Giants fan wins 100 years of season tickets...what about the taxes?

Gregory R. Hampton, a New York Giants fan FROM VIRGINIA, 'won' 100 years of NY Giants season tickets at last night's 2019 NFL Draft.



So, what's worse? PSL's as an investment, drafting Daniel Jones with the #6 pick, or winning 100 years of Giants tickets when you live in Virginia?

Well...winning tickets is similar to winning the lottery - and that means it’s subject to income tax. The approximate retail value of the prize package is $425,673.00 -- and the NFL added this to the contest rules, "Estimated taxes paid on Grand Prize Winner’s behalf (to help offset income tax liability imposed in connection with the Season Tickets) (to be based on prevailing supplemental federal tax rate each season and approximation of applicable state taxes based on prevailing rates)."

Kelly Phillips Erb writes, "In other words, the NFL is grossing up the prize to account for the taxes. Grossing up is a term that you may also see in employment contracts and it means that the person or entity writing the check or issuing the prize is tacking on some extra dollars to help cover the tax liability. And as confusing as it sounds, the amount that’s grossed up is taxable, too (so yes, you have to gross up a little more).

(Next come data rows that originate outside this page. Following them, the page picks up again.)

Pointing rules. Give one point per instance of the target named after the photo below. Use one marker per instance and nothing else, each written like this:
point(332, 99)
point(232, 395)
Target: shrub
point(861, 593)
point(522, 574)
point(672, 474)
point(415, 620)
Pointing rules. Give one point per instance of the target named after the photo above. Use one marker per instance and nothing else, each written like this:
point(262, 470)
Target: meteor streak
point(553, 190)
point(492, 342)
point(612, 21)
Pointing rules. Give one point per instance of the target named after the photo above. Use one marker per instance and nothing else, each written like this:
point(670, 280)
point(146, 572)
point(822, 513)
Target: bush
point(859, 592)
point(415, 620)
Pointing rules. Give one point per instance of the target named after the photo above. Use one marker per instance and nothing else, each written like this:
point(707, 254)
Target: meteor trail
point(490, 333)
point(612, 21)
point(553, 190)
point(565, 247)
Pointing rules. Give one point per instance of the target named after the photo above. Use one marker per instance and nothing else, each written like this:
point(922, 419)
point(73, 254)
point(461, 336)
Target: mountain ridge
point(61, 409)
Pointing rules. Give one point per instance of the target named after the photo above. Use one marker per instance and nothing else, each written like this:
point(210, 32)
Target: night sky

"To claim his prize, Hampton must agree to fill out a form W-9. The contest’s terms and conditions make it clear that a form 1099 will be issued. Additionally, other than what’s clearly stated as a part of the prize, '[a]ll federal, state and local taxes…are the sole responsibility of winner.'"

CPA Practice Advisor adds, "Even when pay is grossed up for taxes, it still might not cover all the taxes. Federal income tax has progressive tax rates. As an employee earns more, they are subject to a higher tax rate. Many states have progressive income tax rates, too."

Why, yes -- Virginia has a progressive income tax.